The ziggurat of Ur-Nammu of Abraham’s day was probably erected on top of a smaller structure which may have been as old as the reign of Mes-Anne-padda of the First Dynasty of Ur (c. 2800-2600 BCE). But its upper part was the work of Nabonidus. The bulk of the great artificial mountain, however, had been constructed by Ur-Nammu, and his name and title were discovered stamped on the bricks. The tower was a solid mass of brickwork, 200 feet long, 150 feet wide and about 70 feet high. The facing, covering the inner core of unbaked brick, consisted of baked brick set in btumen, eight feet in thickness.
The ziggurat was thus a mountain of brickwork, a “high place” or artificial hill made by men who had once worshipped gods on mountain tops — or so it is supposed. Finding nothing of the sort on the flat alluvial plain between the Tigris and Euphrates, they set to work to build one. They called it “the hill of heaven” or the “mountain of God”. They planted trees and shrubs on its stages, in imitation of the real hills of their native home. The lines of the walls were built on calculated curves to give the appearance of lightness and strength.
Originally the shrine of Nannar, the moon god, stood on the uppermost stage, for Ur was dedicated to this deity. Numerous other gods were worshiped, but at Ur Nannar was supreme. Other deities might have their temples, but at Ur a whole quarter of the city was set apart for him.
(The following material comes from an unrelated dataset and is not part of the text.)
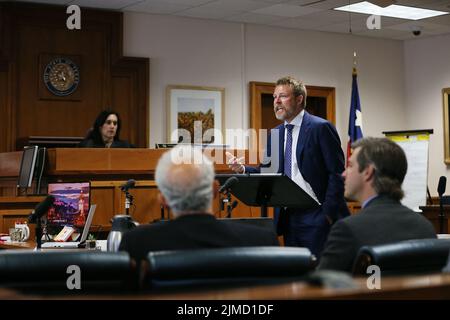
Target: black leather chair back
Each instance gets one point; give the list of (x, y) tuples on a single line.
[(405, 257), (225, 266), (45, 270)]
He was called “the Exalted Lord”, the “crown of Heaven and Earth”, “the Beautiful Lord who Shines in Heaven”, and similar epithets.
The city walls enclosed a rough oval comprising an area some two and a half miles in circuit. Within this tract in the northwest part, was a second enclosure, consisting of a rectangular space about four hundred yards in length and approximately two hundred yards in width. This was the TEMENOS or sacred area of Nannar. Originally it was a platform raised above the general level of the town. But gradually it had been dwarfed by the constant rise of the residential district, where dilapidation and reconstruction upon preceding debris and ruins were much more common than in the carefully kept temple enclosure.
As to Haran, the biblical site is closely identified with Harran, now a village of Şanlıurfa, Turkey. Since the 1950s, archeological excavations of Harran yielded limited data pertaining to the site’s patriarchal era. The earliest records of Harran come from the Ebla tablets, ca. 2300 BCE. Harran’s name is said to be from Akkadian harranu, “road”. Cuneiform references to Haran (“Harran” in the texts) indicate that in patriarchal times Haran was a prosperous city, being the junction of caravan trade between Carchemish and Nineveh.